If there’s a worldwide shortage of exclamation points today, you can probably blame it on the 1948 publication of G. V. Desani’s All About H. Hatterr, a book so demented and brilliant that it not only detonates about a dozen “!”s per page, but actually justifies this extravagance. For sheer hilarity, All About cannot be beaten. It deserves to be reprinted a thousand times over.
In fact, it nearly has been. It is a perpetually lost classic.
This is more than just good (or bad) publishing karma. Narrated by the eponymous H. Hatterr as he lurches from swami to swami in India, seeking enlightenment and gaining notoriety instead, All About was the first work to employ “rigmarole English,” a mishmash of Indian rhythms and English propriety. Thankfully, it wears this novelty lightly. Hatterr—who is part-Malay, part-Anglo, and completely nuts—doesn’t overexplain his rude, freewheeling syntax. His description of how he befriends a fellow shyster, for instance, is priceless: “My poor-taste compliment as to his sister, and his vulgar return tribute-abuse as to my mother, absolutely established cordial relations between us, both in the E minor and the D major, so to speak.” Then, characteristically, he kicks it up a notch: “A perfect understanding!”
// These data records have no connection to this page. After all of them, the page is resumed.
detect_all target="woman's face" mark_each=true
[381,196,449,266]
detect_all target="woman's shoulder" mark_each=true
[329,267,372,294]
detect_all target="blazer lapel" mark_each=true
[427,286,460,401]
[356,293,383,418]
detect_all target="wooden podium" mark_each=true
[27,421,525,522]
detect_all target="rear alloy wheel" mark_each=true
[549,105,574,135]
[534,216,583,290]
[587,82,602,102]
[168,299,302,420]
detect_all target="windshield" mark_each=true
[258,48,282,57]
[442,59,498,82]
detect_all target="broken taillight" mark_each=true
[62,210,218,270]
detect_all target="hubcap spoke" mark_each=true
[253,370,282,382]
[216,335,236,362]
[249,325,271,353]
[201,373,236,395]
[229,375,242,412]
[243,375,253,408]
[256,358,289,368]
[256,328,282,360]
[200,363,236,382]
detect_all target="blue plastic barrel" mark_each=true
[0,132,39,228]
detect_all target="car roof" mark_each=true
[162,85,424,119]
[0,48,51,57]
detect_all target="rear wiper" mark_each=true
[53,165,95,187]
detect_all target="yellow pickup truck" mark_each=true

It was this cheeky and hysterical style that Salman Rushdie admiringly amplified in his masterpiece Midnight’s Children. For South Asian writers, then, Desani is a grandfatherly figure, if a relatively obscure one: he died in 2000 and wrote only this one novel and a collection of stories. Further, Desani marshaled all his autodidactic genius for language and Indian culture and Latin medical terms and swindling swamis not to explore political issues that would have ensured posterity, but rather to be as hilarious as possible. “The people would be furious if they knew this was written entirely during the war years, and in London, and during the bombing!” he wrote in his prologue, with exactly the same devilish humor that animates H. Hatterr.
Each section of the book begins with an “Instruction” from a sage, a “Presumption” held by Hatterr (“‘Kismet,’ i.e., fate—if at all anything, and as potent as suspected for centuries—is a dam’ baffling thing!”), and a long “Life-Encounter” in which Hatterr inevitably falls into questionable company; makes a promise he can’t keep; gets utterly hoodwinked; expresses his bewilderment in a hail of exclamations; and then flagrantly and disastrously flouts the advice he has sought from the sage. A typical scenario might involve Hatterr allowing a circus tiger to eat a steak off his chest in order to impress a married woman who has no interest in him at all.
Indeed, the only person Hatterr defers to is a Bengali, Shakespeare-obsessed fellow called Banerrji. Banerrji speaks with the semi-apologetic formal English that you can still hear in the right bureaucratic offices in India and is (for unknown reasons) always rescuing the good Mr. Hatterr and then offering to publish accounts of his bravery in the “fortnightly” for which he works. When Hatterr tries to thank him, Banerrji has none of it. “No. India thanks you.” Banerrji is in this sense an uproarious and calculated comic invention: the Anglicized Indian foil to the Indianized H. Hatterr, and a way for Desani to show that ridiculousness, in the end, is relative.
Format: 320 pp., paperback; Size: 8″ x 5″; Price: $15.95; Publisher: New York Review Books Classics; Editor: Edwin Frank; Book designer: Katy Homans; Age at which author was declared unteachable and expelled from school: 13; Authors who wrote introductions for Desani’s prose poem “Hali”: T. S. Eliot and E. M. Forster; Name of Desani’s unsigned weekly column for the Illustrated Weekly of India: “Very High and Very Low”; Representative sentence: “Damme, I am not in the least aesthetic, but the above vernacular came out of me spontneously, absolutely!”